A1785
October 16, 2007
2:00 PM - 4:00 PM
Room Hall D, Area O,
Facilitating Patient Safety through an Anesthesia Resident Hand-Off of Care Training Module
David Mayer, M.D., Rachel Yudkowsky, M.D., M.H.P.E., Tim McDonald, M.D., J.D., Anne Gunderson, C.R.R.N.
Anesthesiology, University of Illinois Hospital and Medical Center, Chicago, Illinois
In 2006, the Joint Commision on the Accreditation of Healthcare Organizations required the implementation of new patient safety goals aimed at improving communication between providers. In efforts to reduce medical errors through effective hand-off of care communication skills, educators and hospital leadership must focus on methods that optimize the training of providers in the responsible transfer of patient care. A hand-off of care is a real-time interactive process of passing information from one person to another for the purpose of ensuring continuity and safety of a patient's care.

Despite the recognized necessity for effective communication processes and skills, there is a lack of learning opportunities and effective training modules related to safe hand-off of care in the operating room between anesthesiologists. The educational objective of this training program was to assure a safe process for conveying information about a patient's care when care is transferred from one anesthesia resident to another.

The 1.5 hour training session was piloted with a group of 12 first year anesthesia residents from the University of Illinois Medical Center at Chicago. Residents were first educated on characteristics of effective hand-off of care in the OR such as up-to-date information exchange, eliminating distractions, and two-way interactive dialogue that allows for questions and verification of information. Video clips demonstrating good and bad examples of these characteristics and skills were then presented to the residents as opportunities to critique and learn from these real-case OR scenarios.
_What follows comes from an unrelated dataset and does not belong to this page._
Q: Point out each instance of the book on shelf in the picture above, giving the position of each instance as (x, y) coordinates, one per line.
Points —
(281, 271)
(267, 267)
In one video, for example, residents were asked to determine what three key pieces of information critical to the well-being of the patient having an anesthetic failed to be exchanged between the care providers. Finally, residents were given an opportunity to practice these skills with a colleague. During the practice portion of the session, residents were assessed and given feedback by faculty utilizing a competency checklist. Residents were also given a post-training survey to evaluate both resident attitude regarding the session and their satisfaction with the training.

All 12 anesthesia residents reported that the OR hand-off of care training program met or exceeded their expectations and was very relevant to patient safety and their role as care providers. All 12 residents felt that in the future, educational time for continued practice and mastery of these communication skills should be increased.